Frodo sits at the tiller, hungry and sore, his fair skin reddened by salty winds and steady sunlight. He wears his stained and tattered shirt swathed about his head and the blanket over his shoulders to keep the worst of the midday heat off. Half the water is gone, though they have been careful with it. Even so, thirst plagues his every thought.

At night the winds turn chill and Frodo shivers in his blanket, his head pillowed upon their small sack of food; mostly lembas bread and some dried bitter fruit and sea vegetable they prepared upon the hot island rocks. Legolas drinks little and eats even less. _It is best you take what you require, Iorhael. I cannot die from lack of food and drink, but I will languish and not be of aid to you should we have need._

For this, Legolas spares as little effort as he can between rowings. When he is not at the oars, he is sitting still, his bright elf eyes greyed and vacant. He does not speak for days or more sometimes and Frodo grows ever more lonesome and concerned for their fate. His shoulder and arm are going cold and his maimed hand burns where the finger used to be.

~*~*~*~*~*~*~*~

On the morning of their fifteenth day, dawn comes with a high brisk wind.

Hearts filled with hope, they rush to adjust the sail. The healthy gust catches in the weave and the boat leaps forward, heading North at a good sharp clip. They drink a little water in celebration and break apart a cake to eat and speak of homecomings as they gallop along.

__

Our fate has turned. We have wind again. The veil will soon be near. 

Frodo helms the tiny boat while Legolas stands, holding the mast, his long braided hair flying once more about him as he watches for a sign.

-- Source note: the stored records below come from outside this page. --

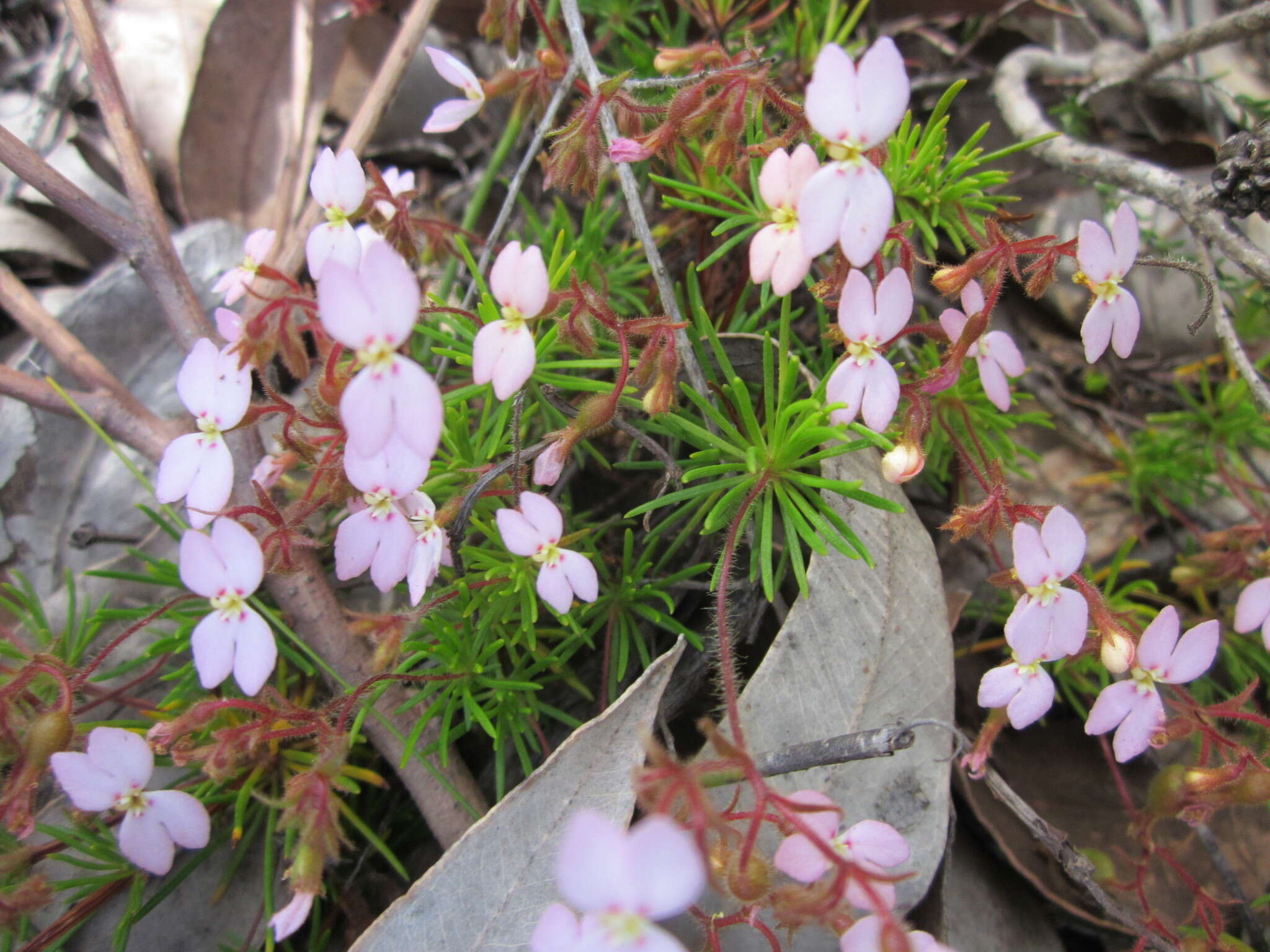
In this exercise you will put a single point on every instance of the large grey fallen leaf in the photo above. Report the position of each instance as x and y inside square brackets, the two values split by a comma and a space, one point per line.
[489, 889]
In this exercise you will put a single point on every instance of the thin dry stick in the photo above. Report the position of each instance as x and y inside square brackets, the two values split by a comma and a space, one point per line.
[156, 259]
[634, 203]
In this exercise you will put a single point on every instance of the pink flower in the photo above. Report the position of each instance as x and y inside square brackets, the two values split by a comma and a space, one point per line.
[373, 311]
[776, 252]
[1104, 260]
[855, 107]
[288, 919]
[235, 282]
[534, 531]
[198, 466]
[226, 568]
[628, 150]
[1049, 621]
[1024, 690]
[865, 380]
[870, 844]
[378, 536]
[338, 186]
[1253, 610]
[623, 883]
[431, 547]
[504, 351]
[995, 352]
[398, 182]
[453, 113]
[115, 774]
[865, 936]
[1133, 706]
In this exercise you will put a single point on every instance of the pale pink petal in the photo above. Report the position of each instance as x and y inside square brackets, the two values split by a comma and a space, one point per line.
[1094, 252]
[182, 815]
[554, 588]
[453, 70]
[502, 276]
[894, 304]
[593, 865]
[87, 785]
[558, 931]
[1112, 706]
[393, 555]
[846, 386]
[366, 410]
[1139, 728]
[878, 843]
[870, 206]
[1124, 238]
[1032, 560]
[666, 867]
[882, 395]
[213, 484]
[543, 514]
[1034, 699]
[1126, 322]
[774, 179]
[531, 283]
[1254, 606]
[1065, 541]
[201, 566]
[288, 919]
[1194, 654]
[883, 90]
[213, 646]
[580, 574]
[453, 113]
[858, 318]
[254, 653]
[821, 207]
[343, 306]
[1158, 640]
[145, 842]
[520, 535]
[238, 549]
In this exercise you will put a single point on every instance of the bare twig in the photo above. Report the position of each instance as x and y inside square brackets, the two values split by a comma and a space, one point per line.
[155, 258]
[634, 203]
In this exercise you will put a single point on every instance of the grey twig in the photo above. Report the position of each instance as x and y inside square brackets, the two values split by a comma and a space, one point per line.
[634, 205]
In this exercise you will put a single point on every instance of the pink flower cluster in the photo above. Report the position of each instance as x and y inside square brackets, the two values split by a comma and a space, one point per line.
[113, 776]
[623, 883]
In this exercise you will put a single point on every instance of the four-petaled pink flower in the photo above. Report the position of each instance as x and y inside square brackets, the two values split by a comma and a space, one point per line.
[1104, 260]
[1133, 706]
[453, 113]
[865, 936]
[1049, 621]
[431, 545]
[226, 568]
[855, 107]
[115, 774]
[623, 883]
[373, 311]
[876, 847]
[235, 282]
[995, 352]
[338, 184]
[1025, 690]
[865, 381]
[535, 531]
[504, 350]
[198, 466]
[1253, 610]
[776, 252]
[288, 919]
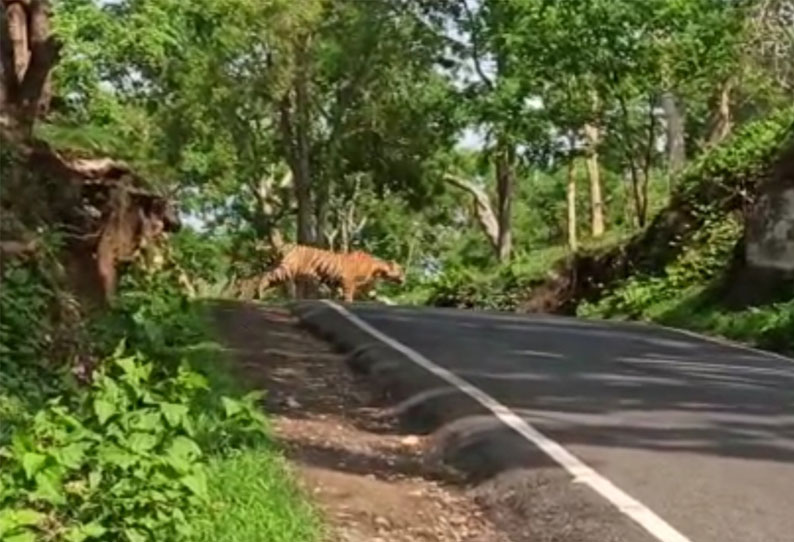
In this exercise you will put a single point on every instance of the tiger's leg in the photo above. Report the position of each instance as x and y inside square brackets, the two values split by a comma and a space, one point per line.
[349, 290]
[292, 289]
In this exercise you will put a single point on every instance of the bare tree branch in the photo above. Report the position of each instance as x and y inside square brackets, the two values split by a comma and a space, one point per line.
[482, 207]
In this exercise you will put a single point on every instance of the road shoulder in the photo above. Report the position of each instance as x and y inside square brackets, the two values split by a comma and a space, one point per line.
[370, 480]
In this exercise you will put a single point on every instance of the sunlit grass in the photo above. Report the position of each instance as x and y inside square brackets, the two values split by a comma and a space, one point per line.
[254, 498]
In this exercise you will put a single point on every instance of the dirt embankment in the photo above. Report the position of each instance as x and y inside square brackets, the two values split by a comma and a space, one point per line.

At nightfall the wind takes a sudden turn and the aft stay snaps. Ropes whip through the air and Frodo must dive into the hull to avoid its lash. Legolas lunges to grasp the flight of the ropes, but misses and the unbalanced craft lurches, tumbling water keg and hobbit hard to starboard. 

__

We will be capsized! Legolas shouts as he throws himself to port to try and reset the weight. _Iorhael! Catch the sail, it is sundering!_

Frodo scrambles to his feet and leaps for the snapping ropes, but it is too late. There is a tearing and the bottom half of their sail is rended, blowing out over the waves like a wounded bird, falling into the sea. Frodo curses, gripping the boat's edge as Legolas shows his fear for the first time in wide unbelieving eyes.

"I am sorry, Legolas," Frodo says to him when he has caught his breath. "I've failed you."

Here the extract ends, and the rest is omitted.